Ketujuh medali diraih KKI Sibolga yakni 2 emas, 1 perak, dan 4 perunggu. Emas pertama direbut Dwi Bellvania Pasaribu berlaga di kelas -25 kg usia Dini Putri (8-10 tahun) menghadapi tuan rumah.
Selanjutnya, emas kedua diraih oleh Ori Queensa Pasaribu di kelas -30 Kg Putri Pra Pemula (10-13 tahun). Sedangkan perak dibawa Natanael Butar Butar turun di kelas +45 Kg Putra Pra Pemula.
"Untuk 4 perunggu diraih Harisman Zai di kelas -47 Kg Cadet Putra (14-16 tahun), Martua Situmorang di kelas -45 kg Pemula Putra (13-14), Mario Siahaan kelas +50 kg Putra Pemula, serta Dian Sara Hutapea kelas -48 Kg Putri Junior," sebut Thomson Pasaribu, pelatih KKI Sibolga, Senin (13/03/2023).
Kejuaraan antar se-Sumatera diikuti 19 kontingen itu kata Thomson, dihelat sejak 10-12 Maret di Lhokseumawe dengan sistem gugur, dan peraturan World Karate Federation (WKF).

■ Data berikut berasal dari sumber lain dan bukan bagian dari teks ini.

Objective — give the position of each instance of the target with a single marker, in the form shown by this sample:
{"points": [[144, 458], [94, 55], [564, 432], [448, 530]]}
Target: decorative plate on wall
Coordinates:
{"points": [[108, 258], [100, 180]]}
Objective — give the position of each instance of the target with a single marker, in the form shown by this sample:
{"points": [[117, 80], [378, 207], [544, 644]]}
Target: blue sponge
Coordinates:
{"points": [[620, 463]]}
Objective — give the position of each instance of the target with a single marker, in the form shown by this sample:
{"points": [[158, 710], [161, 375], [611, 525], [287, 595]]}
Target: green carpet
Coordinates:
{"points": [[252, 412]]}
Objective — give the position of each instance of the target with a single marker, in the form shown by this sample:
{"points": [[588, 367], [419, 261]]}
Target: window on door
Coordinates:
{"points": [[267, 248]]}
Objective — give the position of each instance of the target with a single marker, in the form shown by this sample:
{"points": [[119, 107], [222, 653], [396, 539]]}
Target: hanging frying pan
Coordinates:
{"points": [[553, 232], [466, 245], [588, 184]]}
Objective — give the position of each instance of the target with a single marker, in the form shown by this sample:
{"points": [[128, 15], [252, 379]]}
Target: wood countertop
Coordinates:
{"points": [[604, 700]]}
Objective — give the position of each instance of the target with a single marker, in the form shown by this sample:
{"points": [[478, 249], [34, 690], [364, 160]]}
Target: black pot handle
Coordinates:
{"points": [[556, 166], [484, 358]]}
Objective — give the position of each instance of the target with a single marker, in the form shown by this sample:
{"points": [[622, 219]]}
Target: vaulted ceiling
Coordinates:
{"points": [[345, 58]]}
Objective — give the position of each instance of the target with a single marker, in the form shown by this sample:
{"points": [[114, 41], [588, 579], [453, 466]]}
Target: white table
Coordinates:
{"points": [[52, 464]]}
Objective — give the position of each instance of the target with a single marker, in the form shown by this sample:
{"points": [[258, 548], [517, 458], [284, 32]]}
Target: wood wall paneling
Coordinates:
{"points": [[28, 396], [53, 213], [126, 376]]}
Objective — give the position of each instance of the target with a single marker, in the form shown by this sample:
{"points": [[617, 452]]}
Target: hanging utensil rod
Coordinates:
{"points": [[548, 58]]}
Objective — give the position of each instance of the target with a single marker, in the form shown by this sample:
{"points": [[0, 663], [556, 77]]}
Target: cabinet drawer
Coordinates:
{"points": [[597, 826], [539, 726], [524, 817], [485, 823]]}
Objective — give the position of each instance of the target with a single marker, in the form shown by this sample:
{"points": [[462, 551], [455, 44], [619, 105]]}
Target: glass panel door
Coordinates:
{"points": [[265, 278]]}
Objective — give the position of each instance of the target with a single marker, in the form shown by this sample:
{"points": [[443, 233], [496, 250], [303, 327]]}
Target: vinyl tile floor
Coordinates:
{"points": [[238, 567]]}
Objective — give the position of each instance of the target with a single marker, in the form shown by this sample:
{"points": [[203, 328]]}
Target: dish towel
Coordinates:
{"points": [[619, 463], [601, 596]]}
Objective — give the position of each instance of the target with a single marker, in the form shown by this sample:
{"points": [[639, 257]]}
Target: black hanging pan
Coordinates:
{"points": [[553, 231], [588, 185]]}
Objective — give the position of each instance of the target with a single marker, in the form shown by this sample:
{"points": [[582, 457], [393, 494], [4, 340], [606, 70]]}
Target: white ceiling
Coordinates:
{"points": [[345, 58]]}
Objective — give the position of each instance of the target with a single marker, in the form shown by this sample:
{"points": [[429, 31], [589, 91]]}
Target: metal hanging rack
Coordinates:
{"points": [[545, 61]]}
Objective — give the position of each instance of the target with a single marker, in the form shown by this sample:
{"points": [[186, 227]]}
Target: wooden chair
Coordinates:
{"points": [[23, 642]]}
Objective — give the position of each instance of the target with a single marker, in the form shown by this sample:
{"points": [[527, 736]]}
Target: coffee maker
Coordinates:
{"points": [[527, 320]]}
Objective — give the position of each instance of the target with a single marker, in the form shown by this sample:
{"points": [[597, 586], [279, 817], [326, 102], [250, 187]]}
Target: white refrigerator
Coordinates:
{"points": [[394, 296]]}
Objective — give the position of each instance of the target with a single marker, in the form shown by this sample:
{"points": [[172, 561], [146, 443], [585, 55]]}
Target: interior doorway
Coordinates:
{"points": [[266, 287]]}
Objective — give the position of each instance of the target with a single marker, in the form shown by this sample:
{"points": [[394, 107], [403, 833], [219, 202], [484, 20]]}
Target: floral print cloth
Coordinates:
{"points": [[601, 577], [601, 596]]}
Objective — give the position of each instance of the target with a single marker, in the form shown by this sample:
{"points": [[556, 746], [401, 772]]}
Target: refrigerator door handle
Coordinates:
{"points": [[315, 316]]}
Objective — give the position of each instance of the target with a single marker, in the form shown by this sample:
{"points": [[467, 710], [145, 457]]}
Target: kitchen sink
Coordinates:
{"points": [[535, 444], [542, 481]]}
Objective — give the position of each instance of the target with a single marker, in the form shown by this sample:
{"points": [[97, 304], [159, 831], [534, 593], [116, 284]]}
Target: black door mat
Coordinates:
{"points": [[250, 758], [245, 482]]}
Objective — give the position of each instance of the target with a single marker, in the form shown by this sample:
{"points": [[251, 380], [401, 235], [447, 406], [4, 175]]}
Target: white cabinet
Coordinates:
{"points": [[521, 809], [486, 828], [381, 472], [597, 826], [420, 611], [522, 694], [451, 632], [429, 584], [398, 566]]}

Thomson Pasaribu mengaku bangga dengan torehan anak didiknya membawa predikat juara dan medali untuk Sibolga.
"Mereka putra putri terbaik Sibolga yang masih sangat muda, tentu ini jadi cikal bakal atlit nasional nantinya, asalkan ada dukungan orangtua dan pemerintah," optimis Thomson.
"Sejauh ini pemerintah masih dukung seluruh kegiatan KKI Sibolga, terutama perhatian dari ketua penasehat KKI yakni Kajari, Irvan Paham Samosir dan ketua KKI juga Kepala Imigrasi Sibolga, Saroha Manullang, pembina KKI yakni Kapolres, peduli kepada pelatih dan atlit," ucapnya.
Sebagai pelatih, Thomson juga apresiasi dukungan KONI dan Forki Sibolga, serta orangtua atlit. "Dan sebagai mantan atlit, cita-cita saya tak tercapai dulu, kini bisa diteruskan anak didik saya," pungkas Thomson.